Rejeter ce projet de loi risquerait de fragiliser notre contrôle des politiques publiques ;…
Ne pas soumettre la réforme des retraites au vote fragilise aussi le Parlement !
…soit dit en passant, il est curieux que ceux qui réclament un renforcement de nos pouvoirs en la matière appellent justement à voter contre le texte.

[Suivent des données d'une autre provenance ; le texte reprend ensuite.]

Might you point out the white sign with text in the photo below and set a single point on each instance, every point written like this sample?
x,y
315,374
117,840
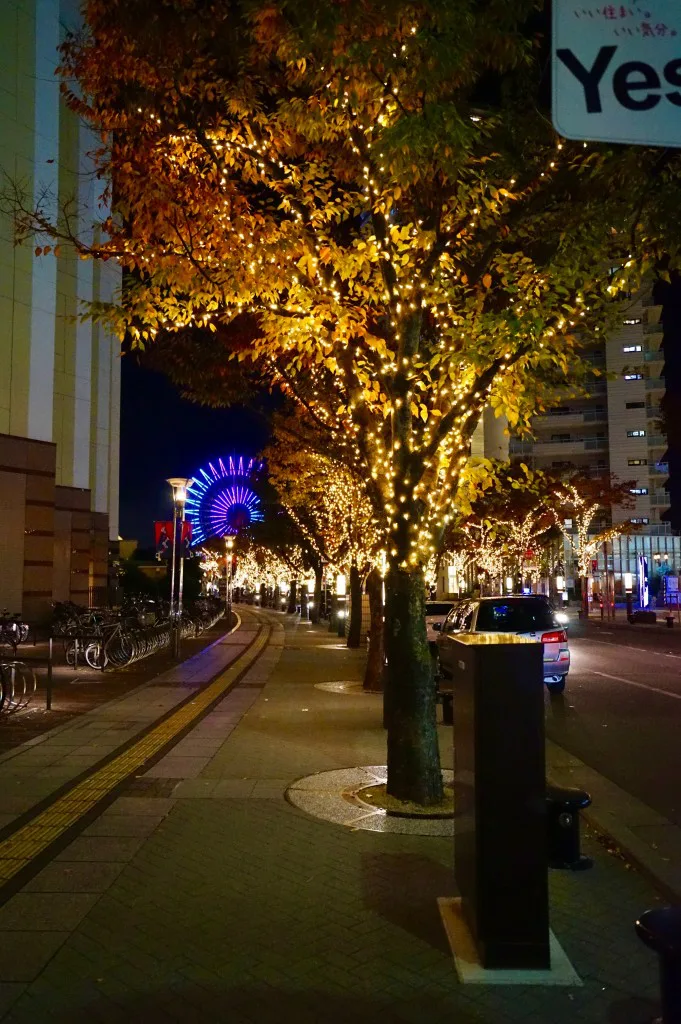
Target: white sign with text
x,y
616,72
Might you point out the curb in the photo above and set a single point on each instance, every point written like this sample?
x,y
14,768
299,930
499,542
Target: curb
x,y
644,837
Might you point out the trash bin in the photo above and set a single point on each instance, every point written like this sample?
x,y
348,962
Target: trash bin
x,y
661,931
562,813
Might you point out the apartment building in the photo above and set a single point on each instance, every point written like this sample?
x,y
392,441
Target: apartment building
x,y
614,429
59,379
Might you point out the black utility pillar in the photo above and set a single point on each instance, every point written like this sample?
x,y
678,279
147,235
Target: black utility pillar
x,y
500,799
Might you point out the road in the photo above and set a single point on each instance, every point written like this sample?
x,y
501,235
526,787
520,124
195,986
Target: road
x,y
621,713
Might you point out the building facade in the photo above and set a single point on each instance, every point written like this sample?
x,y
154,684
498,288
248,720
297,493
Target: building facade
x,y
59,378
614,431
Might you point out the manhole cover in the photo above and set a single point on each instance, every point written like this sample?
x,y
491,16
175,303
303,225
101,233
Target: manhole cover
x,y
350,688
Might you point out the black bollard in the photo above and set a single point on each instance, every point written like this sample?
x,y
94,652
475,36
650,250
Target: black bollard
x,y
562,819
661,931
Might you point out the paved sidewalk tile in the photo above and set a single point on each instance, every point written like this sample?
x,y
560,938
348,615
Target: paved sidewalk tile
x,y
75,877
25,954
45,911
241,908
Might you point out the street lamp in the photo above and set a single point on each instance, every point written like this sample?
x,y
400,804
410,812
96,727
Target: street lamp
x,y
179,485
228,548
341,598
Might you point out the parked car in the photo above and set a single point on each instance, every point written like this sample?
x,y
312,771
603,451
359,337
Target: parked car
x,y
436,611
529,615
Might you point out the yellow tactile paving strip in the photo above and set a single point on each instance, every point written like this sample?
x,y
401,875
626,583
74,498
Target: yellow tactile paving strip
x,y
31,840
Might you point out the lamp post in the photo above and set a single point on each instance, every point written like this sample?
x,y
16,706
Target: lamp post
x,y
228,548
179,485
341,598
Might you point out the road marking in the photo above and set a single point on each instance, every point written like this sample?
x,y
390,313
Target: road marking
x,y
31,840
640,686
625,646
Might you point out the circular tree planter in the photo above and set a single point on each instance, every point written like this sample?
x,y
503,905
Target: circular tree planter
x,y
377,798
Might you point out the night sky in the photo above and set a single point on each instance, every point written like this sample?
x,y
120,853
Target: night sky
x,y
164,435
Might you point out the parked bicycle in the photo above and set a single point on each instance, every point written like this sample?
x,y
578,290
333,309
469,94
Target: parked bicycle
x,y
17,684
13,630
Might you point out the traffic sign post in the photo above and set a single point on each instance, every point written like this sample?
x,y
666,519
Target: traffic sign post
x,y
616,72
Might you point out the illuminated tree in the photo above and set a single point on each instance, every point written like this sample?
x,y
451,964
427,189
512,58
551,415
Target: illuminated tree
x,y
575,507
331,508
378,185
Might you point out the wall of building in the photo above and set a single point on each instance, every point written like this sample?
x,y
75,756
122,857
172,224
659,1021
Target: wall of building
x,y
59,379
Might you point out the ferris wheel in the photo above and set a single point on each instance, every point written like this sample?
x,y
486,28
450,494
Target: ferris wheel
x,y
220,500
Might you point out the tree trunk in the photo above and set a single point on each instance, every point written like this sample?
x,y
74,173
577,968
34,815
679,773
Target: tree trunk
x,y
374,671
414,769
354,626
316,605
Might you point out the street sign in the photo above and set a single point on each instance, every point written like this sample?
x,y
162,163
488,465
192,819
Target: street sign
x,y
616,71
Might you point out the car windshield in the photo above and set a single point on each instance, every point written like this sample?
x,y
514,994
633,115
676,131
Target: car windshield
x,y
510,614
437,608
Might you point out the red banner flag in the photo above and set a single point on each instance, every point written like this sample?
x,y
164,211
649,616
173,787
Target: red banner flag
x,y
164,538
185,540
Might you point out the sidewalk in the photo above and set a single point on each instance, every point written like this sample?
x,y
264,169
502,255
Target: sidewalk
x,y
199,894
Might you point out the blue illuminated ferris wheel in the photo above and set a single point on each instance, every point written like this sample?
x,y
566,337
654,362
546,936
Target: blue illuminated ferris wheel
x,y
220,500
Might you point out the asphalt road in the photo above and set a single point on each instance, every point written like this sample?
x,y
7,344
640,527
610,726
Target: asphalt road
x,y
621,712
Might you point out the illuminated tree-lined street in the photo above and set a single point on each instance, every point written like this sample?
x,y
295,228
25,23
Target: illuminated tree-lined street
x,y
412,239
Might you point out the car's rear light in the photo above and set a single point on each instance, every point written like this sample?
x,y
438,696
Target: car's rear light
x,y
557,636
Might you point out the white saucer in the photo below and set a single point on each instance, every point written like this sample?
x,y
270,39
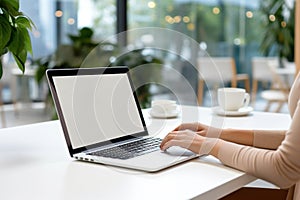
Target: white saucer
x,y
241,112
171,114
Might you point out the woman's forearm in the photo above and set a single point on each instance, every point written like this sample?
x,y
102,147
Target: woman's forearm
x,y
269,139
244,137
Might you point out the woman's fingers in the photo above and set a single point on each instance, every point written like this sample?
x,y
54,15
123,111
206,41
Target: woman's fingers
x,y
183,139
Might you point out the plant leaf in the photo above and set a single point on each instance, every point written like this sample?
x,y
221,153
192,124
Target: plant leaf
x,y
5,32
24,22
11,6
21,59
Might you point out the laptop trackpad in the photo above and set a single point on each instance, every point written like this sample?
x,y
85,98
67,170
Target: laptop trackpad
x,y
178,151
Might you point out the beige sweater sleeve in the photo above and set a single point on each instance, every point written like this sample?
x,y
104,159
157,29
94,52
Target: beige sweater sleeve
x,y
268,139
281,166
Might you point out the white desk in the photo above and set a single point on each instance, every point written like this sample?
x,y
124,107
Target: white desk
x,y
35,164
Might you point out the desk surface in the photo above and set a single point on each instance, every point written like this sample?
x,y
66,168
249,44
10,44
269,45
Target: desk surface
x,y
35,164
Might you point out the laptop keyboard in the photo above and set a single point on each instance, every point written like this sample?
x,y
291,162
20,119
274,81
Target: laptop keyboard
x,y
130,150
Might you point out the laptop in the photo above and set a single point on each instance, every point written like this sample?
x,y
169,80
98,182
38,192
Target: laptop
x,y
102,120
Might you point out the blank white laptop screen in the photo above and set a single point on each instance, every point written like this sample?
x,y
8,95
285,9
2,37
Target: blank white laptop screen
x,y
97,108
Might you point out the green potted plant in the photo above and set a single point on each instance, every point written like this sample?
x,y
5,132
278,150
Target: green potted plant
x,y
279,22
14,33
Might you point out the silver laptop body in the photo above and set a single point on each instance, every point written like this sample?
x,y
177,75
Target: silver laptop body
x,y
98,110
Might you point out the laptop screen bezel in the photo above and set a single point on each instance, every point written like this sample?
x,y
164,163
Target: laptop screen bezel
x,y
51,73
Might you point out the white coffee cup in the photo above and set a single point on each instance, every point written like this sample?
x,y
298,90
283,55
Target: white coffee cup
x,y
163,107
232,99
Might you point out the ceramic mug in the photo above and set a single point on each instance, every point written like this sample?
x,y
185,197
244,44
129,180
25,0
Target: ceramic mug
x,y
232,99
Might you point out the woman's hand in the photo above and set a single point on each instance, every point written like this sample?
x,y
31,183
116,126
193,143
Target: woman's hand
x,y
187,139
191,140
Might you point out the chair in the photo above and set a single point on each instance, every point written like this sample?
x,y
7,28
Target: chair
x,y
261,73
218,71
264,70
278,93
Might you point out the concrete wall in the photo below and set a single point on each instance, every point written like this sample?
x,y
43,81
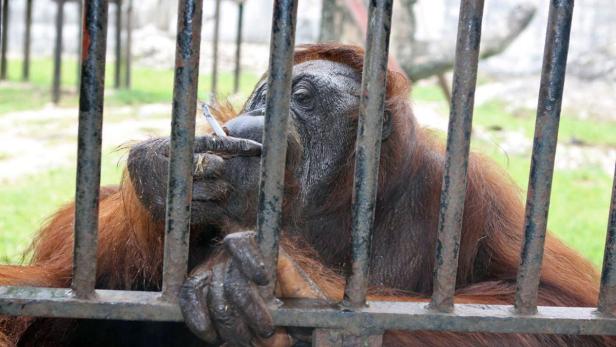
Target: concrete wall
x,y
594,27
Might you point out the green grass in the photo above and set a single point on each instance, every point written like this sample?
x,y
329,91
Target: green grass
x,y
28,202
149,85
492,115
579,204
580,198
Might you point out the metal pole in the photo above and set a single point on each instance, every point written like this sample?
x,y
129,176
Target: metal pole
x,y
91,99
27,32
544,151
607,294
118,45
4,38
453,191
179,189
80,27
238,47
368,148
57,60
215,50
129,42
273,155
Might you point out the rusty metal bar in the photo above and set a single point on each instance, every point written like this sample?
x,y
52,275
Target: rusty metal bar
x,y
25,73
129,41
105,304
179,189
80,25
91,98
377,317
607,293
381,316
118,44
57,56
215,38
271,187
544,150
339,338
238,47
4,36
368,148
456,159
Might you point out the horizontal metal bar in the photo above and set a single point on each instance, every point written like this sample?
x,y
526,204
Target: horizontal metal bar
x,y
453,191
544,152
368,148
607,294
179,186
378,316
338,338
104,304
91,96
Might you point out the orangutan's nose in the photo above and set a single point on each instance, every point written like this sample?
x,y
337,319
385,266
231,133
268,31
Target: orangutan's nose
x,y
248,125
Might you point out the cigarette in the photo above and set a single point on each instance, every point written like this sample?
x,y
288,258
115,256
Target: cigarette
x,y
212,121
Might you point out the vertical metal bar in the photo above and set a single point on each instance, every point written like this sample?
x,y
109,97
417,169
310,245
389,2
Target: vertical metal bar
x,y
544,150
25,73
57,57
238,46
607,294
80,25
129,42
4,37
274,151
179,189
118,45
215,50
91,98
368,147
453,190
327,28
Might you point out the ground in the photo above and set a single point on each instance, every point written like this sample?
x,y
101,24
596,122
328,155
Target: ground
x,y
38,144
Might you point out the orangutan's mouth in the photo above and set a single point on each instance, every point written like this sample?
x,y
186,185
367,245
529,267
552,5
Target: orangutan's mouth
x,y
227,146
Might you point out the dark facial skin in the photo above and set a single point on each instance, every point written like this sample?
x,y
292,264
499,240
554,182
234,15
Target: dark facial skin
x,y
324,103
222,302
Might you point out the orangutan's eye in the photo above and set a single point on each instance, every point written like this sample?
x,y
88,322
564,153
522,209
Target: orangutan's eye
x,y
303,95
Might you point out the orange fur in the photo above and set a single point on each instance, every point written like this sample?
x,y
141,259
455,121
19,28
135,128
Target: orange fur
x,y
131,244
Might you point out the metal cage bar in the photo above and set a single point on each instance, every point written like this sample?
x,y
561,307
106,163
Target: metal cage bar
x,y
80,25
56,88
4,36
179,189
544,151
215,40
456,160
273,155
89,146
117,73
25,72
368,148
366,321
238,47
607,292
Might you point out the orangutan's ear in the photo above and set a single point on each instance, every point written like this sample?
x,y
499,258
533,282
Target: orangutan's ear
x,y
387,125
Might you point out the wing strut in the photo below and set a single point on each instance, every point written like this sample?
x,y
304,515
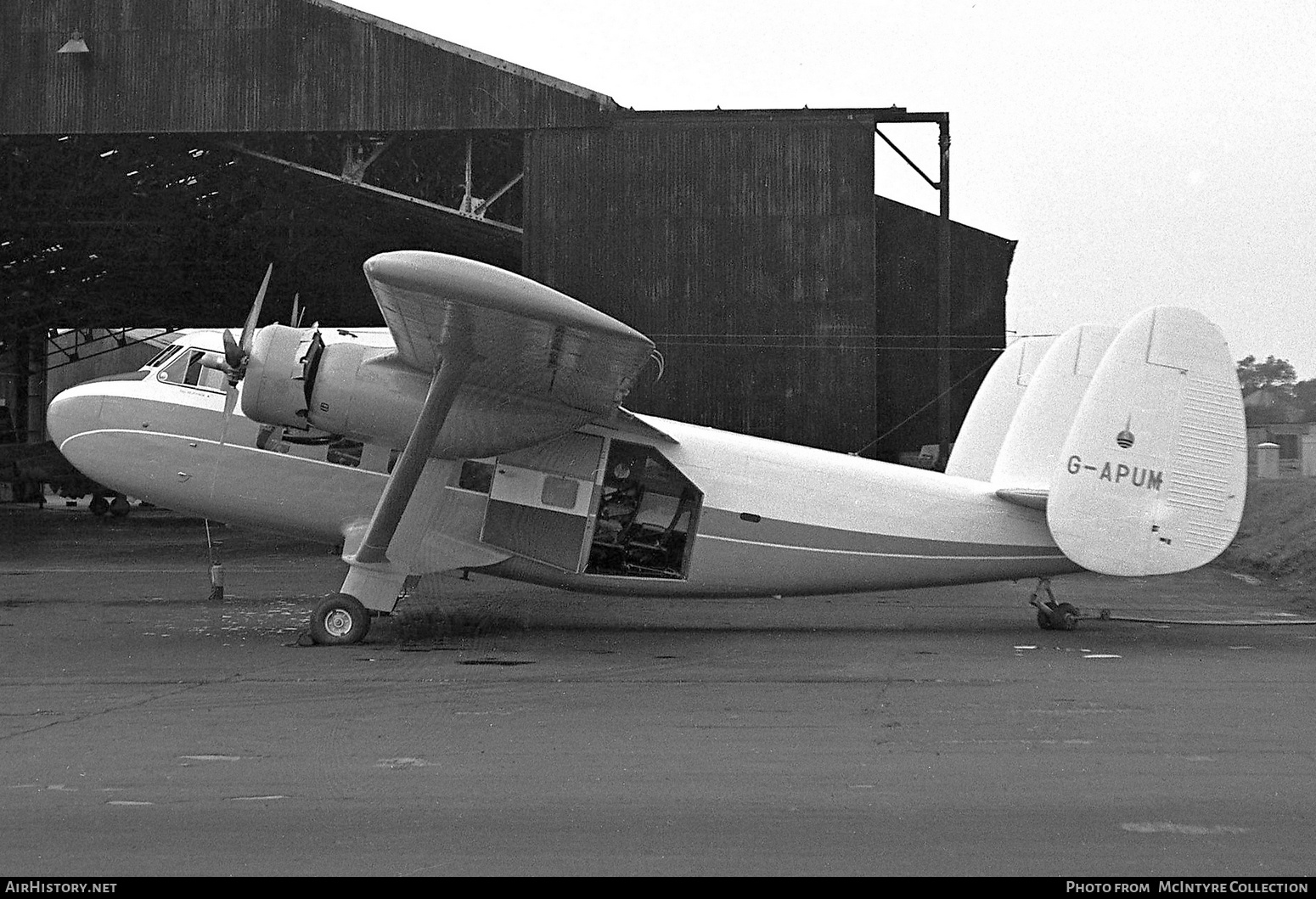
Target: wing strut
x,y
392,502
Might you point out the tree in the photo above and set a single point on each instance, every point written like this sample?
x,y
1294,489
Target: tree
x,y
1273,373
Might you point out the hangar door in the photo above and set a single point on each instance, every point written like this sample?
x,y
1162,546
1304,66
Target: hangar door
x,y
541,499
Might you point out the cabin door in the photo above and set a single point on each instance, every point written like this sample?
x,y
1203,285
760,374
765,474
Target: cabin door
x,y
541,500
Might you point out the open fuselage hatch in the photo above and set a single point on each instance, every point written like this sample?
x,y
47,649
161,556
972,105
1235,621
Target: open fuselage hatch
x,y
591,504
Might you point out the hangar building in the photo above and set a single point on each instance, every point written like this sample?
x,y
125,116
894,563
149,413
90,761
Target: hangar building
x,y
157,155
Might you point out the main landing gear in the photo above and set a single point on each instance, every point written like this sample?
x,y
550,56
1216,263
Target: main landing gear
x,y
340,619
1052,615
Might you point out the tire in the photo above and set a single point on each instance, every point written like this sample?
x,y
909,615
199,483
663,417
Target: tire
x,y
340,621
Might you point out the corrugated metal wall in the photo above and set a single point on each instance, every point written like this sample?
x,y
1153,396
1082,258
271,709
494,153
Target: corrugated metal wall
x,y
251,66
740,243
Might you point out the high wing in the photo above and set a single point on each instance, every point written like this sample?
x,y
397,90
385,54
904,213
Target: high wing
x,y
526,340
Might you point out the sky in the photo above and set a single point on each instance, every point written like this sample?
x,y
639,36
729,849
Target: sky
x,y
1143,153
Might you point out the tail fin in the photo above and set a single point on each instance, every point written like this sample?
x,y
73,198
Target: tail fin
x,y
979,440
1152,475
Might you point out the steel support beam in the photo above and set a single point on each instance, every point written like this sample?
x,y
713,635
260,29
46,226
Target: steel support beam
x,y
945,407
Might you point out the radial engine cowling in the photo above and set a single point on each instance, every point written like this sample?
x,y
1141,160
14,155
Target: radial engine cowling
x,y
368,394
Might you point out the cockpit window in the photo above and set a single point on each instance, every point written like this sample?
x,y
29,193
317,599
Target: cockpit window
x,y
187,368
160,358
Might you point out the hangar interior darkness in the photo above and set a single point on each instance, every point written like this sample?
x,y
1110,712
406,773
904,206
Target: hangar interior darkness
x,y
149,181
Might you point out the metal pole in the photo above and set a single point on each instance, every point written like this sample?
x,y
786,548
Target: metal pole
x,y
944,324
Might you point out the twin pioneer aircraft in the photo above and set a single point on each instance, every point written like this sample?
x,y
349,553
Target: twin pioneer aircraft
x,y
483,430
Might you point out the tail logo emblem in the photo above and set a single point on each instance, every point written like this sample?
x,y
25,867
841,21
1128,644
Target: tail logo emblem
x,y
1126,437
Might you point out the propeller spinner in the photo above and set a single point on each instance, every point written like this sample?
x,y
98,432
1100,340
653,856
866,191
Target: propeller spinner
x,y
237,354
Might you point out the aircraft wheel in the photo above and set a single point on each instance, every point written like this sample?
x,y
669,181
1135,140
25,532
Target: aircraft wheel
x,y
339,621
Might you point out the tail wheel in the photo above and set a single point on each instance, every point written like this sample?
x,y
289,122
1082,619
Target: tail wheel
x,y
339,621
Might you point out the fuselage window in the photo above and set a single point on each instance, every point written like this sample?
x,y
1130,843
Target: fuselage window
x,y
186,368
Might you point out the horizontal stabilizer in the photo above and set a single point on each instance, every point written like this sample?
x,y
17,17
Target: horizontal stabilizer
x,y
1047,409
1152,475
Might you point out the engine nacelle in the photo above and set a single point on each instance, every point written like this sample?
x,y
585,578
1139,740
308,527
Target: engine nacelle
x,y
366,392
274,387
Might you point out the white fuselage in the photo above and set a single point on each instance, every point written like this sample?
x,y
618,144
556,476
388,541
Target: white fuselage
x,y
772,518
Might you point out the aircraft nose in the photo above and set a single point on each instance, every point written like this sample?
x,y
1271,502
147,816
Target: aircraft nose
x,y
73,413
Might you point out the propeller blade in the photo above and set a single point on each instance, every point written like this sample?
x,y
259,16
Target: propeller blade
x,y
249,328
231,401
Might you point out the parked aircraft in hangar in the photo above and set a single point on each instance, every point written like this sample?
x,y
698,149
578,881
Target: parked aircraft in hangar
x,y
485,430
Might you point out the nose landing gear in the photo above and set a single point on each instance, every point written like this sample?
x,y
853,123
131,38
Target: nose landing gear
x,y
339,621
1052,615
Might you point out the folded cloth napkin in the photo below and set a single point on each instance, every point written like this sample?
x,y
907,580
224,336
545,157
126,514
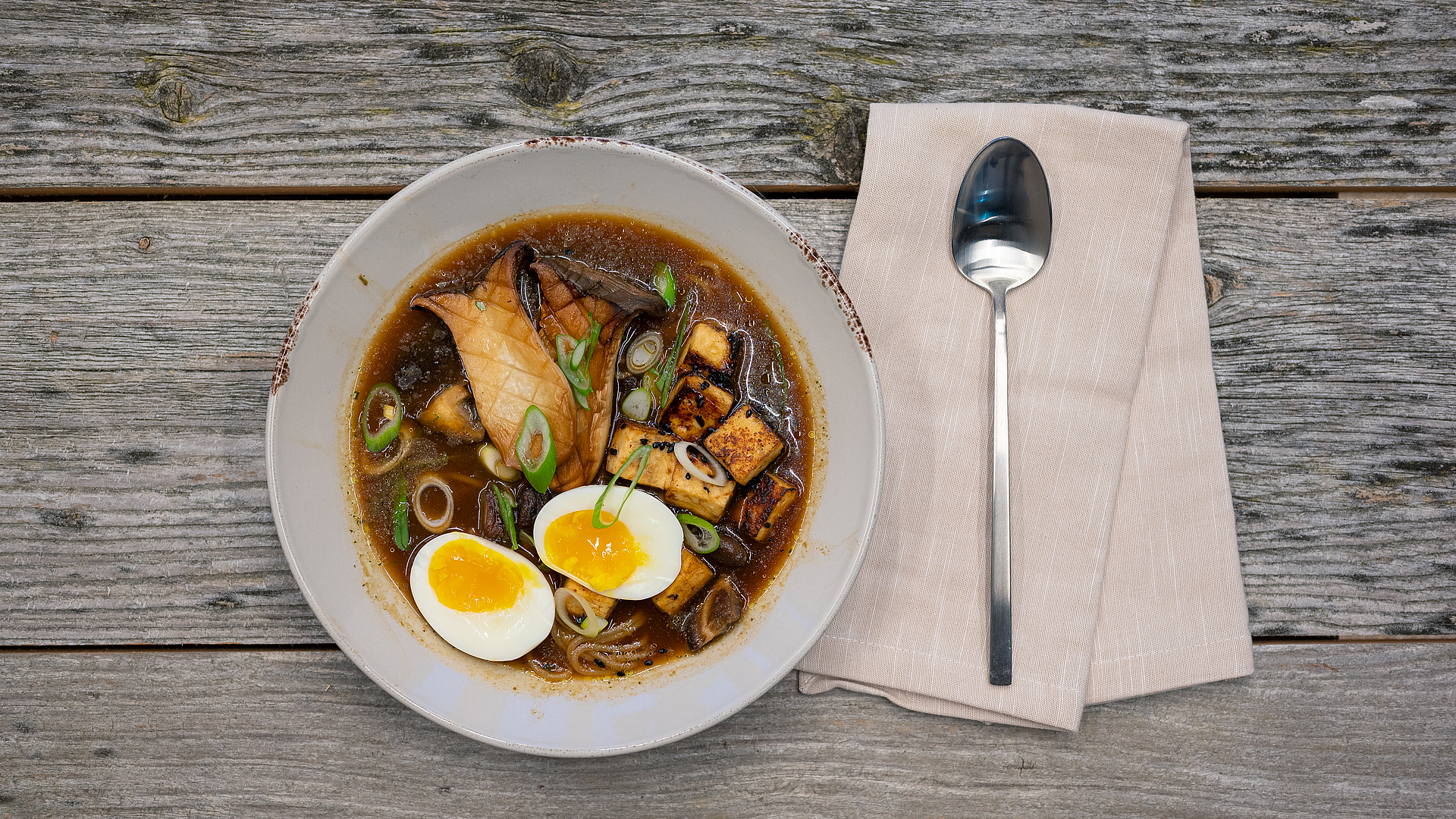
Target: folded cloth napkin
x,y
1125,566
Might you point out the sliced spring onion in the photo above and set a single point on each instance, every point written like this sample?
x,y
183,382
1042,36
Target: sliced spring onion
x,y
661,376
663,280
644,352
686,450
542,468
392,411
435,525
507,509
576,378
638,404
698,534
596,512
592,624
402,518
406,439
492,460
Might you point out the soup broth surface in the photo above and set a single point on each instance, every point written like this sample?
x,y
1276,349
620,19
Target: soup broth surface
x,y
416,352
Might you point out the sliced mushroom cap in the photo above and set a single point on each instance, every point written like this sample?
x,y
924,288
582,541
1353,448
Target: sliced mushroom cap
x,y
452,413
609,286
720,608
731,551
528,504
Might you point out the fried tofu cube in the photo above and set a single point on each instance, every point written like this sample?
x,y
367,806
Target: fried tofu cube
x,y
601,605
764,504
745,444
660,463
695,406
691,579
707,349
702,499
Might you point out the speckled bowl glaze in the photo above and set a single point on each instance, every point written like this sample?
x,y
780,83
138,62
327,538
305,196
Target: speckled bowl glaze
x,y
372,620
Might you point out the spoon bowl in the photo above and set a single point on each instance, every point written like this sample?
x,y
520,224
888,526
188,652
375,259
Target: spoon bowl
x,y
1002,229
1001,237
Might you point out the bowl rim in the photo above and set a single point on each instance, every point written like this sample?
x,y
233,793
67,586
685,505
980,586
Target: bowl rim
x,y
383,213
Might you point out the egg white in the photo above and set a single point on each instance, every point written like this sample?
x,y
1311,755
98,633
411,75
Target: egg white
x,y
491,635
651,522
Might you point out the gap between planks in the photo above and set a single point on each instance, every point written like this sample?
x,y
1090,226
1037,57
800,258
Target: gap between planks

Cela n’a aucun sens !
Allez-y, vous n’êtes pas à un 49.3 près !
Enfin, l’examen des projets de loi de règlement donne désormais lieu à des polémiques sans fondement, l’an dernier à propos des primes à l’émission, cette année au sujet des OATI. Ces polémiques, chers collègues, loin de nous grandir, constituent autant d’insultes aux fonctionnaires de l’Agence France Trésor et de l’Agence des participations de l’État.Pour l’ensemble de ces raisons, le groupe Renaissance votera bien sûr en faveur du texte. (Applaudissements sur plusieurs bancs du groupe RE.)
Comme d’habitude !
Je mets aux voix l’ensemble du projet de loi.
(Il est procédé au scrutin.)
Voici le résultat du scrutin : Nombre de votants 156 Nombre de suffrages exprimés 156 Majorité absolue 79 Pour l’adoption 78 Contre 78
(Le projet de loi n’est pas adopté.) (Applaudissements sur de nombreux bancs des groupes LFI-NUPES, SOC, Écolo-NUPES et GDR-NUPES.)
Prochaine séance, demain, à quinze heures :Questions au Gouvernement ; Discussion du projet de loi d’approbation des comptes de la sécurité sociale pour l’année 2022.La séance est levée.